The closure of the Strait of Hormuz would have grave consequences for the crude tanker market.

After Israel bombed part of the Iranian consulate in Damascus this month, Islamic Revolutionary Guard Corps officials warned that Tehran could close the strait — a key chokepoint for oil trading.

Veteran ABG Sundal Collier analyst Petter Haugen said any move to close the strait could take up to 35% of global crude volumes out of the market.

“There are no alternative sea routes out of Hormuz to the global market except for Saudi’s 5m barrel per day East-West crude oil pipeline that can take oil from [the Middle East Gulf] to the Red Sea and the 1.5m bpd pipeline which links onshore oil fields in the United Arab Emirates to the Fujairah export terminal on the Gulf of Oman,” he said.

“Hence, a closure of Hormuz will likely have a much more significant impact on the oil market than the ‘closure’ of the Red Sea, as the alternatives to get oil to the global market are much more limited than ‘just going around the Cape’, and the volumes in question are also substantially larger.”

The threat to close the waterway was issued by Revolutionary Guards commander Alireza Tangsiri last week, ahead of Saturday’s seizure of the 15,000-teu container ship MSC Aries (built 2020) by Iranian forces, followed by a missile and drone attack on Israel.

The ship was boarded in the strait and later spotted by TankerTrackers near islands off Hormozgan province.

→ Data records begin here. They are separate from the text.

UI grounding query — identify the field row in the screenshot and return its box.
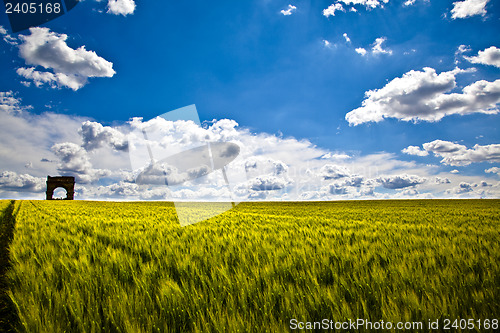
[0,200,500,332]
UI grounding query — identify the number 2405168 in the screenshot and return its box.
[5,2,62,14]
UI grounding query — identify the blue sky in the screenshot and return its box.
[0,0,500,200]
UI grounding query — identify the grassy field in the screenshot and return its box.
[0,200,500,332]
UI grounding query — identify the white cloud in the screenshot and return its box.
[401,146,429,156]
[0,91,31,114]
[423,140,500,166]
[79,121,128,151]
[464,46,500,68]
[0,171,45,192]
[52,142,110,183]
[250,176,288,191]
[435,177,451,184]
[355,47,367,56]
[319,164,351,180]
[377,174,426,189]
[323,3,345,17]
[108,0,135,16]
[339,0,389,8]
[456,44,472,54]
[345,67,500,126]
[323,0,390,17]
[372,37,392,54]
[451,0,489,19]
[17,27,115,90]
[280,5,297,16]
[0,25,18,45]
[0,93,500,201]
[484,167,500,176]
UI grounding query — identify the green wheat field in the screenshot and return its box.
[0,200,500,332]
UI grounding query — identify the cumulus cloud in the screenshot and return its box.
[0,93,500,201]
[52,142,110,183]
[345,67,500,126]
[484,167,500,176]
[401,146,429,156]
[250,176,288,191]
[323,2,345,17]
[451,0,489,19]
[281,5,297,16]
[17,27,115,90]
[0,171,45,192]
[0,91,31,114]
[372,37,392,54]
[0,25,18,45]
[435,177,451,184]
[423,140,500,166]
[108,0,135,16]
[376,174,426,190]
[319,164,351,180]
[355,47,368,56]
[464,46,500,68]
[354,34,392,56]
[79,121,128,151]
[323,0,390,17]
[455,182,474,194]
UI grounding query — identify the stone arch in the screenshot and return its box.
[46,176,75,200]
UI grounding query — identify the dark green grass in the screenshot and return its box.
[0,200,500,332]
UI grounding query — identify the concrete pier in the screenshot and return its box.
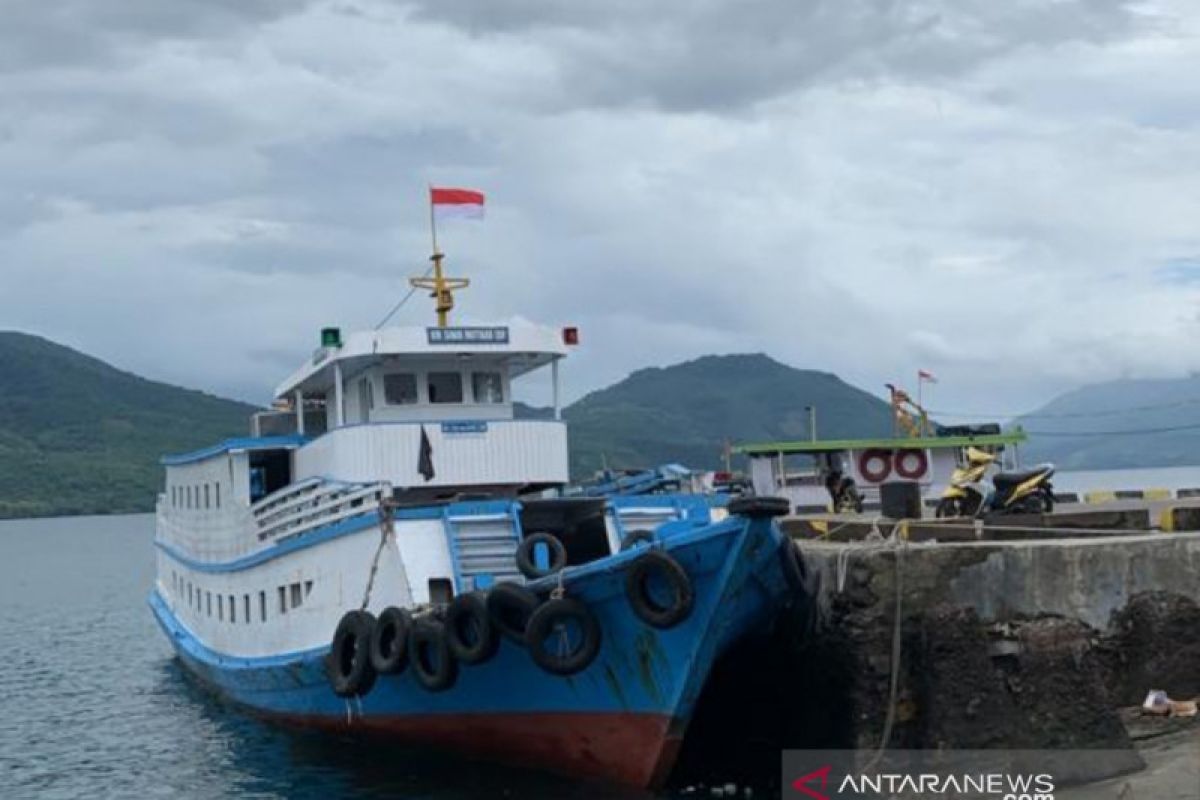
[777,530,1200,777]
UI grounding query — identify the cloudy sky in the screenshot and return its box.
[0,0,1200,411]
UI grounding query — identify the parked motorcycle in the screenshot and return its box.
[824,469,863,513]
[935,447,1055,517]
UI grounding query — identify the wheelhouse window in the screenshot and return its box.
[428,372,462,403]
[383,372,416,405]
[470,372,504,403]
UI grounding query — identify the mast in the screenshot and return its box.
[408,187,470,327]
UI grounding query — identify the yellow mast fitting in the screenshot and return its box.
[408,194,470,327]
[408,249,470,327]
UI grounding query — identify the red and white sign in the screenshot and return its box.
[430,186,484,219]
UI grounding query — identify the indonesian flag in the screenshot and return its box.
[430,186,484,219]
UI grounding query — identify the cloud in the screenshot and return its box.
[0,0,1200,419]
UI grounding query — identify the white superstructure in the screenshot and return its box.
[156,321,700,657]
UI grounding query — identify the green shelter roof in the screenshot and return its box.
[733,428,1027,456]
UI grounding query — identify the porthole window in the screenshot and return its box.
[383,372,416,405]
[470,372,504,403]
[428,372,462,403]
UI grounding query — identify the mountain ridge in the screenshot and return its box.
[0,331,254,518]
[0,331,890,518]
[1015,375,1200,470]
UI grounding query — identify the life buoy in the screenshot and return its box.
[625,551,696,628]
[620,528,654,551]
[325,610,376,697]
[408,619,458,692]
[895,450,929,481]
[858,450,892,483]
[371,606,413,675]
[517,534,566,579]
[526,597,600,675]
[445,591,500,664]
[487,583,538,644]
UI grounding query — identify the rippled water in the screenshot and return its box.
[0,516,649,800]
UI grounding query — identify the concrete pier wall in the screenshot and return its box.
[798,534,1200,630]
[777,533,1200,762]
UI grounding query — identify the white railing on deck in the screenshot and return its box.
[251,479,391,541]
[156,479,391,563]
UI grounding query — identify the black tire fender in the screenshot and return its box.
[728,497,792,518]
[487,583,539,645]
[625,551,696,628]
[325,610,376,697]
[445,591,500,664]
[517,534,566,579]
[526,597,601,676]
[371,606,413,675]
[408,618,458,692]
[620,528,655,552]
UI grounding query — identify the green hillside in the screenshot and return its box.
[0,331,253,518]
[563,354,892,477]
[0,332,890,518]
[1018,377,1200,469]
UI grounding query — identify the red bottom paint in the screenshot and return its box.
[283,712,683,788]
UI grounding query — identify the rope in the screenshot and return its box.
[865,537,906,771]
[834,519,907,771]
[376,266,433,331]
[359,499,396,610]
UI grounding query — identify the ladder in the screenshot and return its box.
[442,503,524,594]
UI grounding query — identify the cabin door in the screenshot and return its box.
[359,378,374,422]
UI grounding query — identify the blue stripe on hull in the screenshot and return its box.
[150,518,785,767]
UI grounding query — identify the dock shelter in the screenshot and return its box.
[733,428,1026,513]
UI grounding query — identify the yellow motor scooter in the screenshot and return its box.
[935,447,1055,517]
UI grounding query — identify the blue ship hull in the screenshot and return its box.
[150,516,787,786]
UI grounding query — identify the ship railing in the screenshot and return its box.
[157,504,258,560]
[256,483,391,541]
[250,477,328,519]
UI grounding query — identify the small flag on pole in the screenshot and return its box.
[430,186,484,219]
[416,425,434,482]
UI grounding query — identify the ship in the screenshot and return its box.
[149,189,804,787]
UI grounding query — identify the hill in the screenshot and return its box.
[1016,375,1200,469]
[0,332,890,518]
[0,331,254,518]
[563,354,892,479]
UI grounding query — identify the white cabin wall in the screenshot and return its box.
[293,420,568,488]
[157,519,454,657]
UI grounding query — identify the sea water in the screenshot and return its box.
[0,515,650,800]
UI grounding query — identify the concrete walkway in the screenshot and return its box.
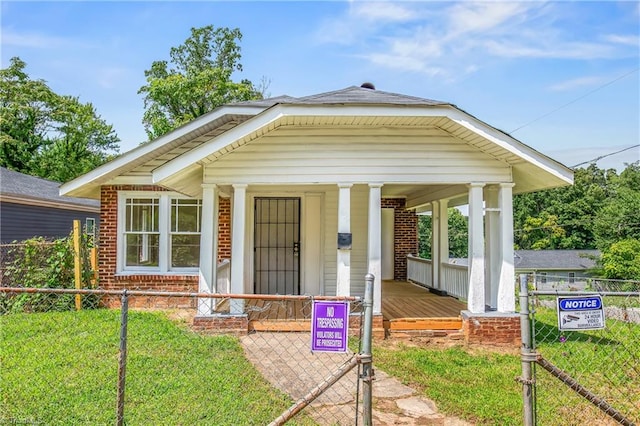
[241,333,470,426]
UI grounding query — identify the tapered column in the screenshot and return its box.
[467,183,485,314]
[368,183,382,314]
[336,183,353,296]
[230,184,247,315]
[198,184,218,316]
[484,186,502,310]
[498,183,516,312]
[431,200,449,290]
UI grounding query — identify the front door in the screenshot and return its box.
[253,197,300,294]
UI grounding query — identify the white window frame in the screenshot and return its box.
[116,191,202,275]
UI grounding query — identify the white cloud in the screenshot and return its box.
[350,2,416,22]
[321,1,639,80]
[2,28,92,49]
[603,34,640,47]
[549,76,607,92]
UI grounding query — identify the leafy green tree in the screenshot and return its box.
[0,57,119,182]
[600,238,640,281]
[138,25,262,140]
[418,208,469,259]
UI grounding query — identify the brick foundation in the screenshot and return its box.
[192,315,249,336]
[381,198,418,281]
[462,311,521,346]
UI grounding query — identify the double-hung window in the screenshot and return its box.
[118,191,202,273]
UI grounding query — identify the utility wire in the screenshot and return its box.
[571,143,640,169]
[509,67,640,134]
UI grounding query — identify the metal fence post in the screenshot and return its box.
[519,274,535,426]
[361,274,374,426]
[116,290,129,426]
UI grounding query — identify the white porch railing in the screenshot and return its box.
[407,255,469,300]
[407,255,433,287]
[440,263,469,300]
[216,259,231,294]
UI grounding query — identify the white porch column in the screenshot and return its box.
[336,183,353,296]
[497,183,516,312]
[368,183,382,315]
[484,186,502,310]
[431,200,449,290]
[198,184,218,316]
[467,183,485,314]
[230,184,248,315]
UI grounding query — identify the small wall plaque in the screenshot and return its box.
[338,232,351,250]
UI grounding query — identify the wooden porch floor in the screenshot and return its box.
[216,281,466,331]
[382,281,467,321]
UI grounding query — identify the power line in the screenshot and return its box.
[571,143,640,169]
[509,67,640,134]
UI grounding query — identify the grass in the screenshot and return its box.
[373,308,640,425]
[373,344,522,425]
[0,309,304,425]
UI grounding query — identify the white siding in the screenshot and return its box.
[351,185,369,297]
[205,128,511,184]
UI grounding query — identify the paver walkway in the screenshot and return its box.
[241,333,470,426]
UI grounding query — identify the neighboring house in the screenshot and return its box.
[61,85,573,340]
[514,250,600,290]
[0,167,100,244]
[449,250,600,290]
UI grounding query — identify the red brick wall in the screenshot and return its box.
[462,315,521,346]
[382,198,418,280]
[98,185,198,294]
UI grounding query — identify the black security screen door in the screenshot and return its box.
[254,197,300,294]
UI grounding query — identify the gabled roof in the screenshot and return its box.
[0,167,100,211]
[61,86,573,198]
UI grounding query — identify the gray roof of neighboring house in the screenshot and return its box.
[514,250,600,270]
[0,167,100,208]
[231,86,454,106]
[449,250,600,271]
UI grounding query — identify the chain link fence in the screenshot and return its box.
[520,276,640,425]
[0,286,371,425]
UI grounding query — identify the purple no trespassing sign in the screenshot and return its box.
[311,300,349,352]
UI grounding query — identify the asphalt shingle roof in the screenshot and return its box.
[232,86,451,106]
[0,167,100,207]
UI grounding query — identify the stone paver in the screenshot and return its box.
[241,333,471,426]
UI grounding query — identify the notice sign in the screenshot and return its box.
[558,295,604,330]
[311,300,349,352]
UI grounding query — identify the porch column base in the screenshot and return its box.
[191,314,249,336]
[461,311,521,347]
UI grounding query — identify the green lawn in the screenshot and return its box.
[373,344,522,425]
[0,309,308,425]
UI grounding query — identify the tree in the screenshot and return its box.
[599,238,640,281]
[418,208,469,259]
[0,57,119,182]
[138,25,262,140]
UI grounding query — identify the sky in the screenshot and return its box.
[0,0,640,170]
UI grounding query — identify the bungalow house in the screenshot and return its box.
[0,167,100,244]
[61,84,573,342]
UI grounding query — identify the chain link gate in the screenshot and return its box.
[0,276,373,425]
[518,275,640,426]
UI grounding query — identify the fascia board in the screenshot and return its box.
[449,109,573,184]
[153,104,573,184]
[152,107,282,183]
[153,104,458,183]
[60,106,265,195]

In his note, Haugen drew a distinction between Red Sea diversions and a potential closure of the Strait of Hormuz.

Diverting ships away from the Red Sea and Suez Canal and around the Cape of Good Hope boosted transportation demand as ships were travelling longer distances.

In the short term, a closure of the Strait of Hormuz could be beneficial, he said, as the US would probably release barrels from its inventory alongside a reshuffling of oil trade routes.

But it would ultimately mean between 10m bpd and 15m bpd would be taken out of the market, a phenomenon sufficient to create an oversupply of ships.

It was a sentiment shared by Fearnley Securities, which said a short-term jump in rates and oil prices would be followed by declines.

“Even if the situation calms from here, rates in the tanker space tend to see increased risk premiums, which positively impacts freight rates,” analyst Oystein Vaagen said.

Haugen noted that oil markets seem calm so far, while Vaagen said the Tel Aviv Stock Exchange experienced only moderate movements on Sunday.

Clarksons’ daily report shows the VLCC fleet weighted average jumping 3.9% from Friday to $47,400 per day, while suezmaxes and aframaxes were flat at $49,200 per day and $48,800 per day, respectively.